Today, most retirement specialist advisers understand the investment menu is only a piece of their value proposition for sponsors, Sarsynski said. They also grasp that the emergence of ever-more-sophisticated portfolio management technologies will make it harder for advisers to rely solely on investment consulting as the core of their business. The emergence of extremely popular prepackaged investment vehicles, especially target-date funds (TDFs), also call the traditional investment focus into question—though it is likely advisers will still be called on to help sponsors evaluate and monitor such funds.
Chip Castille, another panelist and head of BlackRock’s U.S. retirement group, agreed with that assessment. He suggested that, not only is improving work-force retirement readiness the right thing to do for participants, it will also be a critical component of winning business in the future.

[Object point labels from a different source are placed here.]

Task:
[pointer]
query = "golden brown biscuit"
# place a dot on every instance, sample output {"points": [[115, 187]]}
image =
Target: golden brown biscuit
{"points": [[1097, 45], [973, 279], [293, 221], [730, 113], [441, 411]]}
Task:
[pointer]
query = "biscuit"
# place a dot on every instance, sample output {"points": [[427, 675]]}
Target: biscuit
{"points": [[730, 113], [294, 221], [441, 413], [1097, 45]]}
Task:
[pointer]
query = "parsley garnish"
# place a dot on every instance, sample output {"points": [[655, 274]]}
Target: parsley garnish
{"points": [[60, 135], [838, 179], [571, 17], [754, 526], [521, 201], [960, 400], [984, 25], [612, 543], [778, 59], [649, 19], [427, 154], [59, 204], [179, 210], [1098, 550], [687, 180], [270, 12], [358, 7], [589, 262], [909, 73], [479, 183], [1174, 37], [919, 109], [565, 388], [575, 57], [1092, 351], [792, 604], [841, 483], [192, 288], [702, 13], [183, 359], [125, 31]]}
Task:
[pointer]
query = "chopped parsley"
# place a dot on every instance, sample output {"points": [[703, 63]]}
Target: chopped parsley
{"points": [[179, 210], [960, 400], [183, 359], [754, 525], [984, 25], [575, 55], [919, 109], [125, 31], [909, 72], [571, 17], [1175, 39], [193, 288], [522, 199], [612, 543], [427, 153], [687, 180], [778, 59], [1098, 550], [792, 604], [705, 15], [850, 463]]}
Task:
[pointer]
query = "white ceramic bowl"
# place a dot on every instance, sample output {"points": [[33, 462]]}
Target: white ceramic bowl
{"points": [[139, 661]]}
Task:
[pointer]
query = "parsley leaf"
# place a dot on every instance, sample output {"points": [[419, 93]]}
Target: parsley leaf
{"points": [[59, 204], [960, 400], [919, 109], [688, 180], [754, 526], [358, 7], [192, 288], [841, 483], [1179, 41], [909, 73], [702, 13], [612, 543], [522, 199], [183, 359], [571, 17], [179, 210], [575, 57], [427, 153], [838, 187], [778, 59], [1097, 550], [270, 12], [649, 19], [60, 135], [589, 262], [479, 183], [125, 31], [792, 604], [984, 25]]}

Sponsors increasingly are demanding tools to benchmark retirement readiness, Castille added, pointing to his firm’s CoRI Indexes—short for cost of living in retirement—as an example. He noted that the CoRI Index tools were released last year and have since grown to be the second most popular Web tool or website across the entire BlackRock digital domain. He said advisers can use the tools to help demonstrate how they positively impact plan performance.
Sarsynski pointed to her own firm’s release of a line of “planalytics” technology as yet another move aimed at meeting plan sponsor demand for better insights into the retirement readiness outcomes of participants in their retirement plans.
Tim Walsh, managing director of institutional product and portfolio management for TIAA-CREF, and a panelist on the executive roundtable, said that advisers can use these types of tools to “change the game on the way people are thinking about successful retirement plans.”
“It’s no longer just about having as many five-star funds on the menu as you can,” Walsh said. “We know that the fund lineup does very little to improve the plan outcomes if participants aren’t saving enough of their annual income. So today it’s about getting participants to save more.”
The panelists agreed that advice given directly to employees will likely always remain an important part of the retirement specialist adviser’s work and that this advice can be extremely helpful for at least the minority of plan participants willing to listen and engage. In fact, Walsh said that among TIAA-CREF participants who sit down for one-on-one meetings with an adviser, a full 25% increase their savings by 10% or more.
But today, sponsors increasingly want strategies to help the other 75% of people who either do not use their plan at all or use it ineffectively. The panelists said sponsors are paying more attention to these unengaged participants for a number of reasons. For example, sponsors appear to realize that, as the defined contribution (DC) system matures, there will likely be a class of employees who fail to use their retirement plan options effectively and so will be completely unable to retire. As a work force ages, the panelists agreed, health care premiums go up and other adverse consequences likely arise.
This is where the new frontier of adviser value-add services comes into play, empowered and enabled by the Pension Protection Act of 2006 (PPA), Sarsynski said. Advisers and sponsors now have much more leeway to take critical retirement planning decisions essentially out of participants’ hands.
“As an industry, we are starting to realize that probably more than two-thirds of the success of an employer’s retirement program has to do with the plan design,” she observed. “And it’s clearly the auto-enrollment and auto-escalation that are having a monumental impact on things such as participation and average deferrals. And a good QDIA [qualified default investment alternative] is obviously important, as well. The other third absolutely is building participant engagement. But, again, making it easier and more effective to save is key, and that’s accomplished through good design.”
Looking ahead, the panelists all said they expect more and more attention to be paid to the “back end” of the defined contribution system—how participants draw down their accumulated savings. Each said their respective firms are working on innovative annuity-type products and other strategies to help participants spend down assets in a sustainable way. They also urged attending advisers to push regulators for more guidance and safe harbor protections related to in-plan lifetime income products.